Cantera
2.0

Classes  
class  WaterProps 
The WaterProps class is used to house several approximation routines for properties of water. More...  
The electrochemical potential of species k in a phase p, \( \zeta_k \), is related to the chemical potential via the following equation,
\[ \zeta_{k}(T,P) = \mu_{k}(T,P) + z_k \phi_p \]
where \( \nu_k \) is the charge of species k, and \( \phi_p \) is the electric potential of phase p.
The potential \( \phi_p \) is tracked and internally stored within the base ThermoPhase object. It constitutes a specification of the internal state of the phase; it's the third state variable, the first two being temperature and density (or, pressure, for incompressible equations of state).
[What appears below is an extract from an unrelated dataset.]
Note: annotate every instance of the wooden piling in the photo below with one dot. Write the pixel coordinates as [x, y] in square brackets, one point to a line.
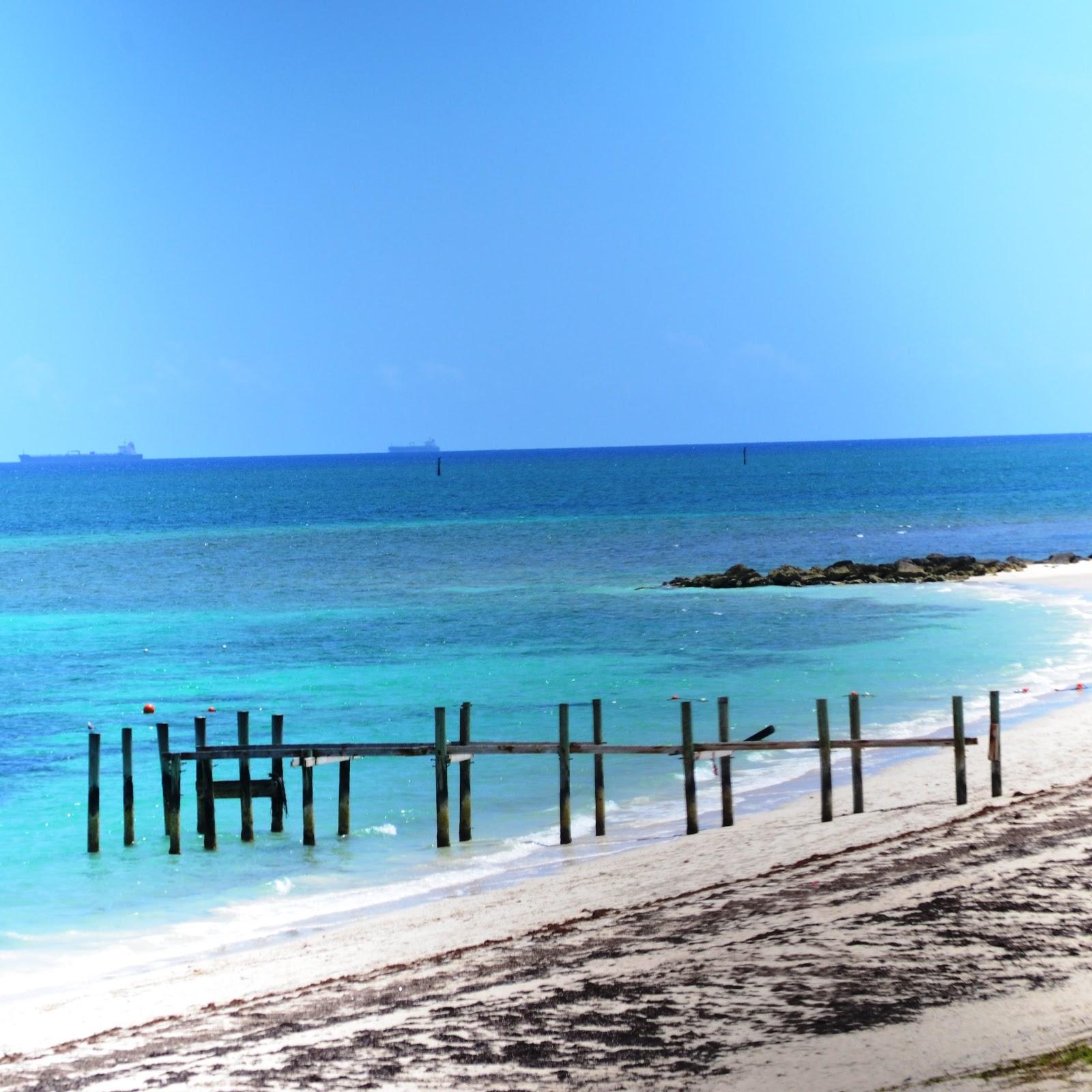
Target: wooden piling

It may be set with the function, ThermoPhase::setElectricPotential(), and may be queried with the function ThermoPhase::electricPotential().
Note, the overall electrochemical potential of a phase may not be changed by the potential because many phases enforce charge neutrality:
\[ 0 = \sum_k z_k X_k \]
Whether charge neutrality is necessary for a phase is also specified within the ThermoPhase object, by the function call ThermoPhase::chargeNeutralityNecessary(). Note, that it is not necessary for the IdealGas phase, currently. However, it is necessary for liquid phases such as Cantera::DebyeHuckel and Cantera::HMWSoln for the proper specification of the chemical potentials.
This equation, when applied to the \( \zeta_k \) equation described above, results in a zero net change in the effective Gibbs free energy of the phase. However, specific charged species in the phase may increase or decrease their electrochemical potentials, which will have an effect on interfacial reactions involving charged species, when there is a potential drop between phases. This effect is used within the Cantera::InterfaceKinetics and Cantera::EdgeKinetics kinetics objects classes.
The following classes are used to compute the electrical and electrothermochemical properties of phases of matter. The main property currently is the dielectric constant, which is an important parameter for electrolyte solutions. The class WaterProps calculate the dielectric constant of water as a function of temperature and pressure.
WaterProps also calculate the constant A_debye used in the Debye Huckel and Pitzer activity coefficient calculations.